There are so many questions swirling around today about where the housing market is headed amid this economic slowdown. In order to best understand the current state and how the expert projections are playing out, it’s best to look at our economic history, and how today is vastly different than the housing crisis of 2008, known as the Great Recession. Many of us experienced financial hardships, lost homes, and were out of work during the Great Recession – the recession that started with a housing and mortgage crisis. Today, we face a very different challenge: an external health crisis that caused a pause in much of the economy earlier this year and a major shutdown of many parts of the country. We’re simply not in the same boat as we were then, and here are five big reasons why that can give you greater confidence if you’re thinking of selling your house this year.
When we look at appreciation in the visual here, there’s a big difference between the 6 years prior to the housing crash and the most recent 6-year period. Leading up to the crash, we had much higher appreciation in this country than we saw coming into this year. In fact, the highest level of appreciation most recently is below the lowest level we saw leading up to the crash. Prices were rising going into this economic slowdown, but not at the rate they were climbing back when we had runaway appreciation.
2. Mortgage Credit
The Mortgage Credit Availability Index is a monthly measure by the Mortgage Bankers Association that gauges the level of difficulty to secure a loan. The higher the index, the easier it is to get a loan; the lower the index, the harder. Today we’re nowhere near the levels seen before the housing crash when it was very easy to get approved for a mortgage. After the crash, however, lending standards tightened and have remained that way ever since.

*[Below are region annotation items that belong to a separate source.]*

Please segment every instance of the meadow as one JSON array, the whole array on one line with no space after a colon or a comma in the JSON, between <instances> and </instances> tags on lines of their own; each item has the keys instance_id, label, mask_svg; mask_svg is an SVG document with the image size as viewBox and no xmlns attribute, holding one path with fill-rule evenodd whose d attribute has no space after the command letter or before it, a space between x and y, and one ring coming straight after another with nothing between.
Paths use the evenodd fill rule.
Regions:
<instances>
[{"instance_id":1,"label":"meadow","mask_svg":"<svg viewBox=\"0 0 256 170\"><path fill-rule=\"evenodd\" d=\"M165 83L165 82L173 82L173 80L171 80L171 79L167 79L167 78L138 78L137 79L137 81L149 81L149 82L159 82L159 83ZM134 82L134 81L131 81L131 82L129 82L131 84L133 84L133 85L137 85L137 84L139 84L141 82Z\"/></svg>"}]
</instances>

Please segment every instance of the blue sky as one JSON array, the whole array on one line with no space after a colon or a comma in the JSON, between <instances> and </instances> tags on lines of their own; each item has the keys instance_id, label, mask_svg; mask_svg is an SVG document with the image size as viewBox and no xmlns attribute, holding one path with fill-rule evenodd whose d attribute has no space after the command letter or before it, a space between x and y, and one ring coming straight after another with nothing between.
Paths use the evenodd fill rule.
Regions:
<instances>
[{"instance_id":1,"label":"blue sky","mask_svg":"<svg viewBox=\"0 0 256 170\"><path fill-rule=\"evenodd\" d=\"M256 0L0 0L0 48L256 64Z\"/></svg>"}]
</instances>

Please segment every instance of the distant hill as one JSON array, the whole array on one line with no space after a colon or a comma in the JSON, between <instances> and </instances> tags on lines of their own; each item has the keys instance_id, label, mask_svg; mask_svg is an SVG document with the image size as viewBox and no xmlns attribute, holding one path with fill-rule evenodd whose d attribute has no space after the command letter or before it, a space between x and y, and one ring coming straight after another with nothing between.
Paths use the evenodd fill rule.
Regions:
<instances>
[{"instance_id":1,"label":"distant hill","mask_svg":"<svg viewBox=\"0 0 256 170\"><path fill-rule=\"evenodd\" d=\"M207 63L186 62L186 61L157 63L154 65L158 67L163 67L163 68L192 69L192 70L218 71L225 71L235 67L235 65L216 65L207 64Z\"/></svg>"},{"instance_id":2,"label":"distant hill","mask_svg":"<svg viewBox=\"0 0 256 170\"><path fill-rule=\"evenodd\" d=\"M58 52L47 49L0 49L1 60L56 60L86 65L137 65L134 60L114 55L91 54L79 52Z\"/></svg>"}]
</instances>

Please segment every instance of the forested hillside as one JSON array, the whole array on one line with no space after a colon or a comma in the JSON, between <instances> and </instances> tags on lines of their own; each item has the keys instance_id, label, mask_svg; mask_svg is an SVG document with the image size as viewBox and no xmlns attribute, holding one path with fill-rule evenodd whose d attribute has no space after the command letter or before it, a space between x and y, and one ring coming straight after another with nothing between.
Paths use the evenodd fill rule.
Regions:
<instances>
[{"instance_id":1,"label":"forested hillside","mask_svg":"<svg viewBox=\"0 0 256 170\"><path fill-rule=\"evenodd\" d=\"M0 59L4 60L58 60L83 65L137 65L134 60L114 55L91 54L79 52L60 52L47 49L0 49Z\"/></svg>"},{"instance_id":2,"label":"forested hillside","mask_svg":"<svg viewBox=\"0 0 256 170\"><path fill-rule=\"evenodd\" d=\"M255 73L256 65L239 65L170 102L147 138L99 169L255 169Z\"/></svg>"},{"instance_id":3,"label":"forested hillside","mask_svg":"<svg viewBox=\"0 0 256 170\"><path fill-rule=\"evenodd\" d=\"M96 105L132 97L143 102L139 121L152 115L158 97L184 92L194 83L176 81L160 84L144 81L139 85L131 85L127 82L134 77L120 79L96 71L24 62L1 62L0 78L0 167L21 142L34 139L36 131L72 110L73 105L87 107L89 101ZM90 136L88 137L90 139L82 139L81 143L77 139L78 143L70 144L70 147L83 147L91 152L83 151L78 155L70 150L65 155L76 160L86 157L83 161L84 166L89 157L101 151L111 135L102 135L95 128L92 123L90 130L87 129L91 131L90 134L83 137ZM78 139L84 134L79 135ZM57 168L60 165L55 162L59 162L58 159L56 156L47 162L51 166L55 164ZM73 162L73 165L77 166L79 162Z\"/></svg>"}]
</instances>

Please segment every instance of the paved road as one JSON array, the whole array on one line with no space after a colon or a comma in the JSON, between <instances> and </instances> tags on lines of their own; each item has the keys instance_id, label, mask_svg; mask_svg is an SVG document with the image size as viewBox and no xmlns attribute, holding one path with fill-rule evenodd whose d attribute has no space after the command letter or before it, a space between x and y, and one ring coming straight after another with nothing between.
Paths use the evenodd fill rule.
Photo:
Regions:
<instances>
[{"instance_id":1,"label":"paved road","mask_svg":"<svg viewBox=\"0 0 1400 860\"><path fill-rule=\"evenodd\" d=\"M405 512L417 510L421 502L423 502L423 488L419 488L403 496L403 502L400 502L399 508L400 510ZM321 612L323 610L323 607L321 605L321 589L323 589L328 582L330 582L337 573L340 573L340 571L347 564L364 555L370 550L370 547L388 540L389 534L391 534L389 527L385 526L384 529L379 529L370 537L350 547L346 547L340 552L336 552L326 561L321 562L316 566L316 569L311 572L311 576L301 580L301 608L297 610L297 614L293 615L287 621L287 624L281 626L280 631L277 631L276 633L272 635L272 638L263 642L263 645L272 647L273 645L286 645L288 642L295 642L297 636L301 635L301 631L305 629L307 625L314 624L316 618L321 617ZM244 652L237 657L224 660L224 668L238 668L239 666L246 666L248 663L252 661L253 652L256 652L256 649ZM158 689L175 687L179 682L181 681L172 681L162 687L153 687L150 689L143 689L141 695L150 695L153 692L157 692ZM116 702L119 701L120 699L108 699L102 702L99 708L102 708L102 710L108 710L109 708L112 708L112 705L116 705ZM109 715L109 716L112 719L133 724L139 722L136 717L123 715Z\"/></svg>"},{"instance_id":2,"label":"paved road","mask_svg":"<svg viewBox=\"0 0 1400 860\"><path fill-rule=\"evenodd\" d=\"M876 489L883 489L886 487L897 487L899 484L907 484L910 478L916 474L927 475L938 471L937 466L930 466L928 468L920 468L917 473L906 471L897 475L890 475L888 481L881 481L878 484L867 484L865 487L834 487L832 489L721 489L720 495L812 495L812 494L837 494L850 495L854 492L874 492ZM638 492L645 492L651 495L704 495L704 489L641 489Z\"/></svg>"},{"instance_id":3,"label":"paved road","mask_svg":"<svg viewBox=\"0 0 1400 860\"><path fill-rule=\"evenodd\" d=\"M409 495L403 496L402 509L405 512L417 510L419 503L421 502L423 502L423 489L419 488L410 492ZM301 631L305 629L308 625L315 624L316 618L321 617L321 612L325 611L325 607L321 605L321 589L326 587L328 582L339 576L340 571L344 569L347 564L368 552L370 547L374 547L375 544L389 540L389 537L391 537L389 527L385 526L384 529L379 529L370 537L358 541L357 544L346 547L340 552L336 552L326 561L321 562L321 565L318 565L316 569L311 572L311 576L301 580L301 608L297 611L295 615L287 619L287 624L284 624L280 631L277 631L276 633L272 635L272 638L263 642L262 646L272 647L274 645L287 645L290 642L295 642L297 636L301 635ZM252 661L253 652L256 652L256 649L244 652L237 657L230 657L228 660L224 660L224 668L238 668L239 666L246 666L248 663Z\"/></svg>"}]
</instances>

3. Number of Homes for Sale
One of the causes of the housing crash in 2008 was an oversupply of homes for sale. Today, as shown in the next image, we see a much different picture. We don’t have enough homes on the market for the number of people who want to buy them. Across the country, we have less than 6 months of inventory – an undersupply of homes available for buyers.
4. Use of Home Equity
The next chart shows the difference in how people are accessing the equity in their homes today as compared to the period leading up to the housing crash. Back then, consumers were harvesting equity from their homes (through cash-out refinances) and using it to finance highend lifestyles. Today, consumers are treating the equity in their homes much more responsibly.
5. Home Equity Today
Today, 58.7% of homes across the country have at least 60% equity. In 2008, homeowners walked away when they owed more than what their homes were worth. With the equity homeowners have now, they’re much less likely to walk away from their homes.
If you’re considering selling your house to make a move this year, there’s no need to fear the market. We’re not in a housing crisis, and this is nothing like 2008.